Article Preview
TopIntroduction
In the digital era, the rapid growth in the volume of text documents available from various sources like Internet, digital libraries, medical records has spurred users to effectively retrieve, navigate, and organize information. The ultimate goal is to help users to search what they are looking for effortlessly and take decisions suitably. In this context, fast and high-quality document clustering algorithms play a major role. Most of the common techniques in text retrieval are based on the statistical analysis of terms i.e. words or phrases. Such text retrieval methods are based on the vector space model (VSM) which is a widely used data representation. The VSM represents each document as a feature vector of the terms in the form of term frequency or term weight (Salton et al., 1975). The similarity between documents is measured by one of the several similarity measures that are based on feature vector. Examples include the cosine measure and the Jaccard measure (Schaeffer, 2007). Metric distances such as Euclidean distance are not appropriate for high dimension and sparse domains. Most conventional measures estimate the surface overlap between documents based on the words they mention and ignore deeper semantic connections. To achieve a more accurate analysis, the underlying model should indicate the semantics of text. Conceptual information retrieval extracts information by processing the document on semantic level forming a concept base and then retrieves relative information to provide search results.

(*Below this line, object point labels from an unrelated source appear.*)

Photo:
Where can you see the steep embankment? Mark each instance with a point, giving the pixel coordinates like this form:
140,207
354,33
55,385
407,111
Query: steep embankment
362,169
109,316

Clustering methods can be used to automatically group the retrieved documents into a list of meaningful categories. Methods used for text clustering include decision trees, contextual clustering, clustering based on data summarization, statistical analysis, neural nets and rule-based systems among others (Nahm & Mooney, 2000; L. Talavera & J. Bejar, 2001; Jin et al., 2005). Most clustering techniques consider the number of clusters is fixed which can result in poor quality clustering. Dynamic document clustering is the process of inserting the newly arrived documents to the appropriate existing cluster so it is not required to relocate clusters, thus time and effort taken for clustering is drastically reduced(Wang et al., 2011; Nadig et al., 2008). Figure 1 shown below depicts a model for dynamic document clustering.

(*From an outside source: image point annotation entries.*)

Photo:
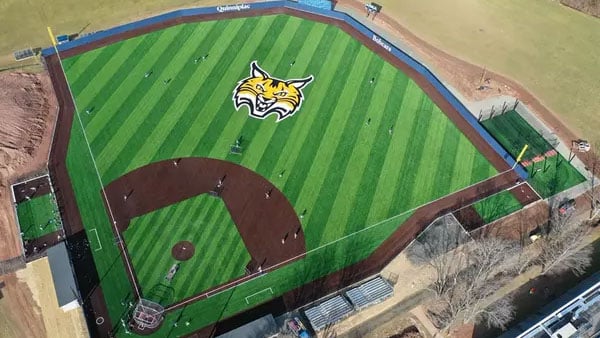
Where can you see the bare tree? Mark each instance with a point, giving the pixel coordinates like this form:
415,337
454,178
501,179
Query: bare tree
560,246
593,157
437,247
466,274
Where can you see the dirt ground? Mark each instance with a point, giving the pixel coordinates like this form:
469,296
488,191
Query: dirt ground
27,108
29,307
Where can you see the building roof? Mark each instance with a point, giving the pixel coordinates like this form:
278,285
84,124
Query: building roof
578,308
62,274
262,327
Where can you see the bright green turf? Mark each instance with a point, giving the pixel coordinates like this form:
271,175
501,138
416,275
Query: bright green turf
556,175
205,222
347,174
37,217
497,206
513,132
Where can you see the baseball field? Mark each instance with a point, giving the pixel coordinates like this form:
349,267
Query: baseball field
365,148
38,217
548,174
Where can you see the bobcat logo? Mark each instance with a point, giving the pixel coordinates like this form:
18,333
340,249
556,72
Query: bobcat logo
265,95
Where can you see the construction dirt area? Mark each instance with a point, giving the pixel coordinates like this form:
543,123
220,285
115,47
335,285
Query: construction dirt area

Figure 1. A model for dynamic document clustering
A spanning tree is an acyclic sub graph of a graph G, which contains all vertices from G and is also a tree. The minimum spanning tree (MST) of a weighted graph is the minimum weight spanning tree of that graph (Edla & Jana, 2013). MST clustering algorithm is known to be capable of detecting clusters with irregular boundaries. Moreover MST is relatively insensitive to small amounts of noise spread over the field (Zahn, 1971).Thus the shape of a cluster boundary has little impact on the performance of the algorithm. The proposed approach does not require a preset number of clusters. Edges that satisfy a predefined inconsistency measure are removed from the tree. The process is iterated until there is a change in the edge list and all data are clustered.

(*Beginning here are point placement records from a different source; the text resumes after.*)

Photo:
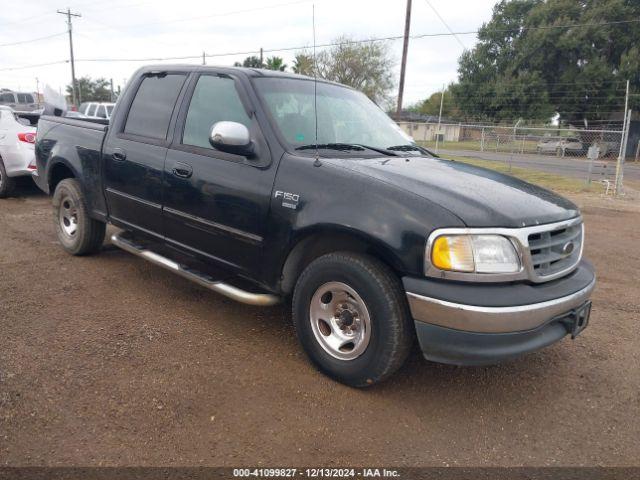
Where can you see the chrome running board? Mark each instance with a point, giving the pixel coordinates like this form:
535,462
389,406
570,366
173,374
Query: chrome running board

The paper suggests a context based retrieval method at the sentence, document and corpus levels for enhancing the quality of text retrieval. More specifically, it can quantify how closely concepts relate to each other and integrate this into a document similarity measure. As a result, documents do not have to mention the same words to be judged similar. The suggested clustering technique is applied on two different data sets for developing clusters - email messages and cancer data sets to demonstrate its feasibility. A major contribution of this work is in developing clusters dynamically based on area of interest of email users and when applied to cancer data sets it can classify patients to different treatment clusters based on age groups. The work introduces a text classification algorithm which allows incremental and multi label classification by comparing with the context pool i.e. the most significant concepts in the cluster.